Jim, I salute you for your courage in exposing sins and explaining solutions, and I invite all to read your insightful writings and heed your warnings.

AFTERWORD

By Eric Michael Rodts, an executive and international consultant with Honeywell, Inc.

Dr. James Fisher, “Jim” to me, has been observing, studying, dissecting, theorizing and writing about American corporations for over four decades. Like the Dilbert cartoon, any employee reading Jim’s works will immediately say, “That’s my company!! He has been studying MY COMPANY!!”

I’ve been with the same organization for forty-one years, and the accuracy of his assessments are uncanny, almost as if he has the whole place wired.;

THE POST MODERN WORKER EXPOSED is the distillation of Jim’s life’s work. The knowledge density of this work is profound, the espresso version if you will. The reader should come prepared to think and be intellectually stimulated.

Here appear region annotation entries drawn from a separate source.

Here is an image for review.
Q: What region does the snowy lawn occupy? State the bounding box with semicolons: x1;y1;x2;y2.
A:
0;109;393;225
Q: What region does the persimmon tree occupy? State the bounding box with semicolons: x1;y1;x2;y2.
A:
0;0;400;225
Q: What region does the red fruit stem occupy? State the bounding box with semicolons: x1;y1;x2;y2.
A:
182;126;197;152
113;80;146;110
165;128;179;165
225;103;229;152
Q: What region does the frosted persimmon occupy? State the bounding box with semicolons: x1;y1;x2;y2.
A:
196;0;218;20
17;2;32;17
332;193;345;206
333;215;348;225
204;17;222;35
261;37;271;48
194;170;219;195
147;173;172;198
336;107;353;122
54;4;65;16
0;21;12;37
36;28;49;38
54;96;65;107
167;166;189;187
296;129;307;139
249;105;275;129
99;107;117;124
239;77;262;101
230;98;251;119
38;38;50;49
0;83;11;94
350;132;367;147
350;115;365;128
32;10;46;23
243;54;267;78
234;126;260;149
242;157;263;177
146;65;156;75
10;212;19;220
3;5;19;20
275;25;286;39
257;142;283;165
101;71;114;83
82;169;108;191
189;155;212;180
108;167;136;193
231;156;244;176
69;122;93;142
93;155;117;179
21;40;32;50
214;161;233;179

Jim’s perspective has always been from that of the worker. As I stand at the end of my career, I am convinced that human organizations exist to serve the interests of those who run them; not the stakeholders, not the workers. As Jim points out, the workers could have the power, but I believe they don’t want it. More specifically, the workers do not want to become what they must become to succeed in the palatine political games that go with the pursuit of organizational power. They’d rather have a comfortable life and be true to their own values.

Decades of focus on education over experience have created a tremendous thinking imbalance favoring the hypothetical over the pragmatic. We are all marching lock step (perhaps staggering) into the Age of the Absurd. It will be for those who come behind us to sort it out. Perhaps Jim’s work will give them a solid starting point to move forward.